Esta confusão a respeito de Maria Madalena pode ter muitas causas. Uma delas pode ser uma leitura muito rápida dos textos bíblicos, ou mesmo um exemplo da pouca importância que se dá à memória do discipulado das mulheres. Até pode ser que a intenção tenha sido a de buscar na figura de Madalena como uma pecadora arrependida um apelo à conversão, mostrando como todos os pecados podem ser perdoados quando a pessoa se arrepende. No entanto, parece haver urna intenção menos explícita, parecida com estas propagandas que hoje se faz através das novelas. De maneira sutil, a deturpação da figura de Maria Madalena mantém uma velha atitude de suspeita em relação às mulheres, passando a ideia de que sua natureza e seus corpos são espaços perigosos, de possessão demoníaca, identificada com pecado.
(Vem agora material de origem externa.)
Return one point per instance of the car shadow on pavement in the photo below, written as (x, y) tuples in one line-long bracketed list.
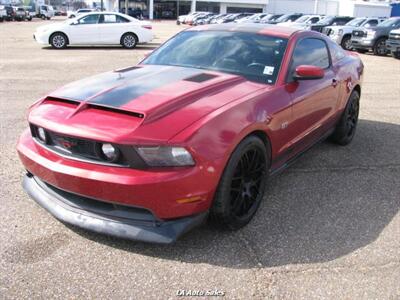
[(141, 47), (331, 202)]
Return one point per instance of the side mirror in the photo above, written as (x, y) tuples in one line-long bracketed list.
[(305, 72)]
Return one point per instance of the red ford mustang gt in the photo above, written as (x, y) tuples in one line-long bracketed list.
[(193, 131)]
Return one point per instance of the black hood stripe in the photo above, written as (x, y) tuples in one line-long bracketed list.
[(142, 85), (116, 89)]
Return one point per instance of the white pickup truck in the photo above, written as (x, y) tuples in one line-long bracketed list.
[(3, 13), (342, 34)]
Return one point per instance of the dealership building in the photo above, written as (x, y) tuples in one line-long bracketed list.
[(165, 9)]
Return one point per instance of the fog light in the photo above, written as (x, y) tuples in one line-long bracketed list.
[(110, 152), (41, 134)]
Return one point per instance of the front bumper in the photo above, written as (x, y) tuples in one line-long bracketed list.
[(105, 218), (393, 46), (167, 193), (41, 37), (366, 44)]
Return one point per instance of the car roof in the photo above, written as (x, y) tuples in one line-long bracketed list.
[(266, 29)]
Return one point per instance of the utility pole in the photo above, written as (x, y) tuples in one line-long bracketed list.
[(315, 7)]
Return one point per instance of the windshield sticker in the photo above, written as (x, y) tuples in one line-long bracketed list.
[(268, 70)]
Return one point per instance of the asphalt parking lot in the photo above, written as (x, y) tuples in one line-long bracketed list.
[(328, 228)]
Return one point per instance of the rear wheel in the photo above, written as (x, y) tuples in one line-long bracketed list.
[(129, 40), (380, 47), (346, 127), (58, 40), (396, 55), (242, 185), (346, 43)]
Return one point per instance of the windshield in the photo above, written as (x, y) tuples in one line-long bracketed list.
[(254, 56), (283, 18), (390, 22), (356, 22), (326, 20), (302, 19)]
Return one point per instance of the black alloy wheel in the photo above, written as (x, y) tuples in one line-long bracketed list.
[(380, 47), (242, 185), (346, 127)]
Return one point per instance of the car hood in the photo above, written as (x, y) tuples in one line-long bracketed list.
[(144, 102), (344, 27)]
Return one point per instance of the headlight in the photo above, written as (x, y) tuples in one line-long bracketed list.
[(109, 152), (371, 33), (41, 134), (165, 156)]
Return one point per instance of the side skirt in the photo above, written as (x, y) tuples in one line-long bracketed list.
[(292, 160)]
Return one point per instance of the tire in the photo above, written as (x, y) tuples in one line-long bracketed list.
[(58, 40), (346, 127), (239, 193), (380, 47), (346, 42), (129, 40), (362, 51), (396, 55)]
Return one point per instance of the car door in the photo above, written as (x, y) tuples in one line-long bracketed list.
[(112, 27), (85, 30), (313, 101)]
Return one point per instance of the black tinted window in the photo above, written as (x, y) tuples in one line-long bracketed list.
[(371, 23), (90, 19), (312, 52), (254, 56)]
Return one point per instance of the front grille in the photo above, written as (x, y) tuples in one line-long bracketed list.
[(327, 31), (318, 28), (394, 36), (358, 33), (87, 150)]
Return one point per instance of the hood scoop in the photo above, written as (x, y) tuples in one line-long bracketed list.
[(201, 77), (123, 70)]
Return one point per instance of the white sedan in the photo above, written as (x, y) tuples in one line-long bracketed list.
[(96, 28)]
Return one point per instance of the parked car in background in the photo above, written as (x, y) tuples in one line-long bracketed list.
[(363, 40), (202, 20), (341, 34), (270, 17), (255, 18), (233, 17), (123, 153), (285, 18), (10, 13), (182, 18), (3, 13), (214, 20), (393, 43), (329, 21), (44, 12), (303, 22), (21, 14), (193, 20), (74, 14), (96, 28)]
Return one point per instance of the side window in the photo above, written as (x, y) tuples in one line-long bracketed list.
[(109, 19), (121, 19), (310, 51), (90, 19), (371, 23), (337, 52)]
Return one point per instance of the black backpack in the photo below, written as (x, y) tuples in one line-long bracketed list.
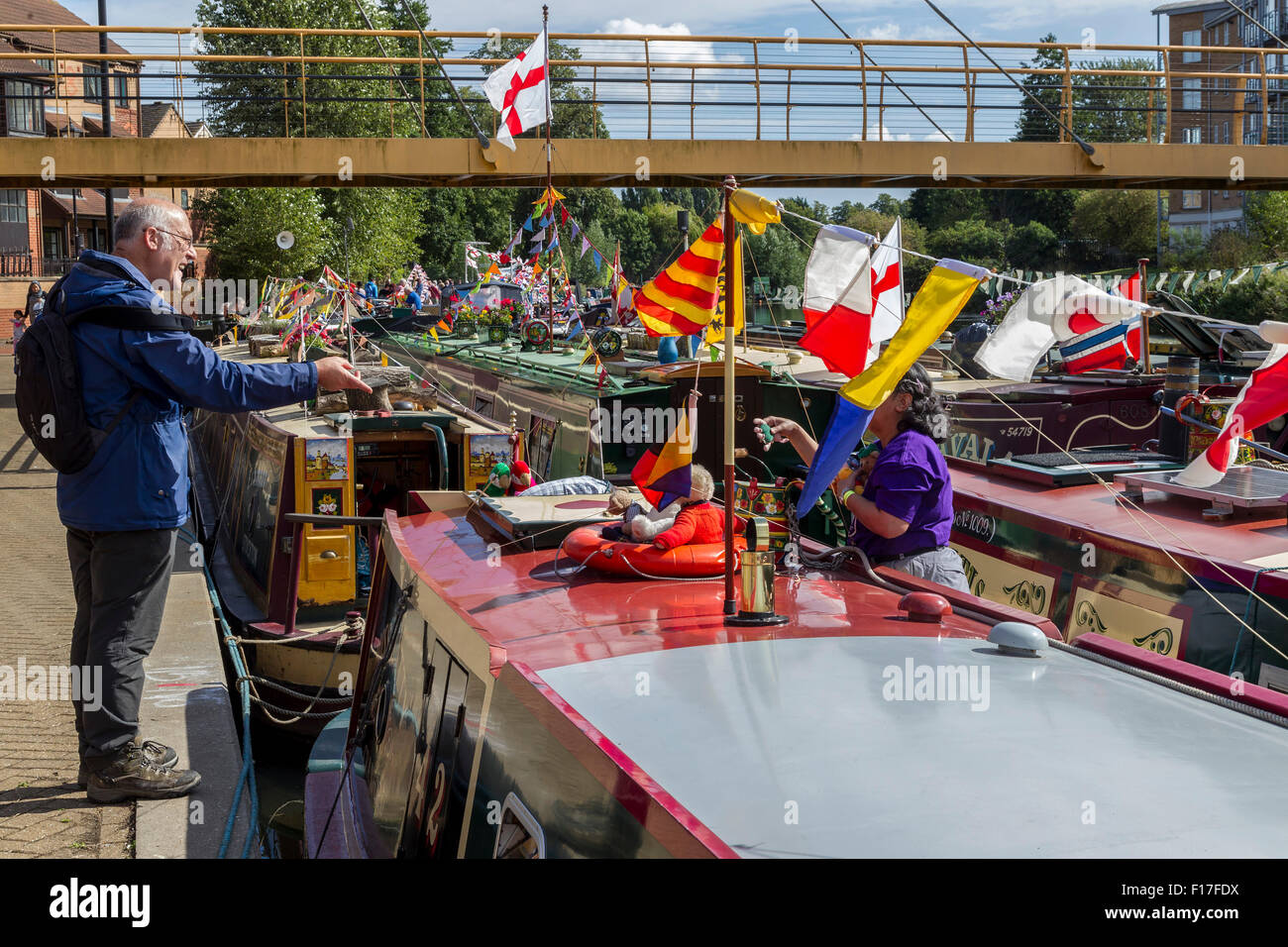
[(48, 390)]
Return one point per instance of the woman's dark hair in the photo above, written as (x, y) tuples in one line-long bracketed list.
[(926, 414)]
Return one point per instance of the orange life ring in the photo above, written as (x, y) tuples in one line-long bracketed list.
[(643, 560)]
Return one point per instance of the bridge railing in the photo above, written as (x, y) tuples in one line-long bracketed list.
[(651, 86)]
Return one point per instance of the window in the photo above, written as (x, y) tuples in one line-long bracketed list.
[(25, 106), (1192, 94), (121, 90), (93, 80), (13, 206), (53, 241), (1192, 38)]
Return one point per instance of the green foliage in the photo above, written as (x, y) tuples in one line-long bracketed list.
[(248, 221), (246, 98), (1247, 300), (1115, 227), (1033, 247), (1116, 108), (977, 241), (1232, 248), (936, 208), (777, 256), (1051, 206), (1034, 124), (385, 224), (1266, 213)]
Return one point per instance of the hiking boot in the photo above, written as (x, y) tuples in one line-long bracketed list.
[(156, 754), (130, 776)]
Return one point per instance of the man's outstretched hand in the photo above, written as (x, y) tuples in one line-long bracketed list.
[(335, 375)]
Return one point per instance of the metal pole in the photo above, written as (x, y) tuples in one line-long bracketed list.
[(550, 191), (730, 603), (1144, 317), (107, 118)]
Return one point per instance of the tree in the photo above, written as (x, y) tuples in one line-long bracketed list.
[(1266, 213), (246, 223), (841, 211), (1034, 124), (385, 224), (1051, 206), (336, 99), (885, 204), (1244, 302), (1033, 247), (977, 241), (936, 208), (1115, 227), (1115, 108)]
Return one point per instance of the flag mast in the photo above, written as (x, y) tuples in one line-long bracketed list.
[(730, 604), (550, 191)]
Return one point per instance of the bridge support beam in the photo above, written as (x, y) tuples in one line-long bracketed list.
[(48, 162)]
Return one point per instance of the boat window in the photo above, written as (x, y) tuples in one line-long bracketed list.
[(519, 835)]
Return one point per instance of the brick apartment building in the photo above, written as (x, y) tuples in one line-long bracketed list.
[(1225, 110), (50, 95)]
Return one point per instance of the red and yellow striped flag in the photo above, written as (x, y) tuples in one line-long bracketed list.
[(682, 299)]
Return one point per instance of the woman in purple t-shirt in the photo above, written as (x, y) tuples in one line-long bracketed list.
[(903, 514)]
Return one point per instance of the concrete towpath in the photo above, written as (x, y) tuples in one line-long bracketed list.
[(185, 701)]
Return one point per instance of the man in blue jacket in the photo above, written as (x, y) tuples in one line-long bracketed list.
[(123, 510)]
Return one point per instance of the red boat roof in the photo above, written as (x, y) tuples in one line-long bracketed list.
[(1247, 540), (518, 603)]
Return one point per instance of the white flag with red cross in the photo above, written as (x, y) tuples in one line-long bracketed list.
[(520, 91)]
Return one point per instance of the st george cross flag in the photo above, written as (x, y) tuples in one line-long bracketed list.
[(837, 274), (949, 285), (848, 342), (1263, 397), (520, 93), (1061, 309), (665, 475)]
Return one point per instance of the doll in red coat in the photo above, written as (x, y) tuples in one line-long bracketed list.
[(698, 521)]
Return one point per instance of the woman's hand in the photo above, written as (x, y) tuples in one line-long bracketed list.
[(845, 480), (780, 429)]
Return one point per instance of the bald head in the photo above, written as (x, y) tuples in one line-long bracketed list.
[(155, 235)]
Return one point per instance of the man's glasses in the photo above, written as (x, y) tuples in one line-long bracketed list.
[(178, 236)]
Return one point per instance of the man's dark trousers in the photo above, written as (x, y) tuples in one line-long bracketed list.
[(120, 581)]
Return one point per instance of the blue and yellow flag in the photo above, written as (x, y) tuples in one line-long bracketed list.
[(665, 475), (941, 296)]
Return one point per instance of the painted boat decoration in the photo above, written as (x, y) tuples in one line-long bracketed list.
[(511, 712), (287, 505)]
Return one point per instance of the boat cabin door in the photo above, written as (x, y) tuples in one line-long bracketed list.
[(433, 806)]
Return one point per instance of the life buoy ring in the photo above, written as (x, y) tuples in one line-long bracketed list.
[(643, 560)]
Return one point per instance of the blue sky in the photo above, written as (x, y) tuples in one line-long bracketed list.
[(897, 20)]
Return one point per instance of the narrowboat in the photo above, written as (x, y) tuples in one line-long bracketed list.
[(1024, 543), (287, 502), (514, 707)]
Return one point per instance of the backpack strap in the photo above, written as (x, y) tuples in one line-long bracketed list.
[(133, 317)]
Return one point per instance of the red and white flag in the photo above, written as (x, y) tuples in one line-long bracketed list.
[(520, 91), (838, 294), (1263, 397)]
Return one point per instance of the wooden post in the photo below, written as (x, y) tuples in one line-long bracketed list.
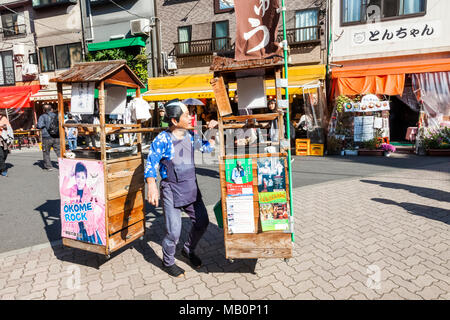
[(62, 134)]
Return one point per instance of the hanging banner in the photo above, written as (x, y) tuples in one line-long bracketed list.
[(256, 29), (82, 191)]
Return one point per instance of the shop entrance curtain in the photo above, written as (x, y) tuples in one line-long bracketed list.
[(392, 84), (434, 88)]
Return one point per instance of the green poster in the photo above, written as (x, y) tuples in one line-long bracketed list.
[(239, 176)]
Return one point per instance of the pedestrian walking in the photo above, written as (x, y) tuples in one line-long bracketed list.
[(71, 133), (173, 151), (48, 123), (6, 139)]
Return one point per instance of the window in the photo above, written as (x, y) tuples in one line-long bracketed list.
[(7, 76), (184, 39), (220, 32), (307, 25), (13, 24), (359, 11), (47, 59), (67, 55)]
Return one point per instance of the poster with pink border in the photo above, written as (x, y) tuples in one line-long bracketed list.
[(82, 191)]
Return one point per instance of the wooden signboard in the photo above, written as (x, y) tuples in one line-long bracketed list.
[(221, 94)]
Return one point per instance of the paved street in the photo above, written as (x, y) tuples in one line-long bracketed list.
[(365, 228)]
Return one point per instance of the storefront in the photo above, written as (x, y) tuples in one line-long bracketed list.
[(16, 102), (390, 102)]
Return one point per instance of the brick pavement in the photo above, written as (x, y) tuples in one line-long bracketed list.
[(380, 237)]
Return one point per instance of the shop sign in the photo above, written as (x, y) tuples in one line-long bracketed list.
[(369, 103), (381, 34)]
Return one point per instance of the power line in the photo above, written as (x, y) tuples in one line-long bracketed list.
[(121, 7)]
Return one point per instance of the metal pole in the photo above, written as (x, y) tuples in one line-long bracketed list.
[(288, 127)]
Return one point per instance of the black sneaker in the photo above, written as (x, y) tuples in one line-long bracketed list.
[(193, 259), (174, 270)]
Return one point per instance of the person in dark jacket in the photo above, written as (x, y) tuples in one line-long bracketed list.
[(48, 141)]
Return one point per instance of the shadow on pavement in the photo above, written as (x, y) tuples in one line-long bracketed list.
[(213, 260), (434, 194), (428, 212)]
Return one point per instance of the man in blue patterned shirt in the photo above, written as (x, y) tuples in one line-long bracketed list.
[(173, 152)]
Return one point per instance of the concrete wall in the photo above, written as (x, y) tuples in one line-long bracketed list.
[(352, 42)]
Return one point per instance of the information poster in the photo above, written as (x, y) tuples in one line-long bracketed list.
[(273, 211), (82, 100), (239, 177), (81, 185), (271, 174), (240, 214)]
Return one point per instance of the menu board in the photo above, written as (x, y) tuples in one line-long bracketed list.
[(240, 216), (239, 176), (273, 211)]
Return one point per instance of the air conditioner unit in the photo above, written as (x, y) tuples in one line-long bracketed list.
[(140, 26), (171, 63), (19, 49), (43, 80)]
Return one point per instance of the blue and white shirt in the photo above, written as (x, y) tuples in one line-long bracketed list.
[(162, 148)]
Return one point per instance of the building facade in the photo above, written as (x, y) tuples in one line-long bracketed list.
[(194, 30), (397, 50)]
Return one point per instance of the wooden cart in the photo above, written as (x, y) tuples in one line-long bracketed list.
[(268, 244), (123, 177)]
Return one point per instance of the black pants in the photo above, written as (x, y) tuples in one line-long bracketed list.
[(3, 156), (47, 144)]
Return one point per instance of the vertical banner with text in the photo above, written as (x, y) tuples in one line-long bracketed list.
[(256, 29)]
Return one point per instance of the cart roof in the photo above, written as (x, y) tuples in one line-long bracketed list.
[(117, 70)]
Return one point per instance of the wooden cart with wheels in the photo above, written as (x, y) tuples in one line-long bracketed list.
[(119, 199), (257, 243)]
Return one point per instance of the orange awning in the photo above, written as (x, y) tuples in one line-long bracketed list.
[(386, 78)]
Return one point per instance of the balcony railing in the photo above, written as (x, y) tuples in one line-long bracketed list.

Os corpos inferiorizados e culpabilizados são mais facilmente submetidos.

Desta maneira, a discípula fiel, que acompanhou Jesus durante sua vida pública, a amiga e companheira que esteve presente na crucifixão e que permaneceu diante do túmulo; aquela que fez a maravilhosa experiência da ressurreição, podendo afirmar com toda a convicção Vi o Senhor!, foi transformada em pecadora arrependida. Mesmo que esta deturpação da figura de Maria Madalena não fosse muito consciente, ela é um desvelamento do medo que o androcentrismo tem de perder o poder. Se a tradição da discípula e apóstola permanecesse, haveria o perigo de que as mulheres descobrissem a sua importância nas origens do Cristianismo e se sentissem animadas a assumir com autoridade, dignidade e pleno direito seus espaços de reflexão, decisão e também no ministério ordenado das igrejas cristãs. Estariam lado a lado com os homens, mantendo a memória fiel de Jesus de Nazaré, fazendo circular o amor pleno e sem medo, exercendo o poder de defender e fortalecer a vida.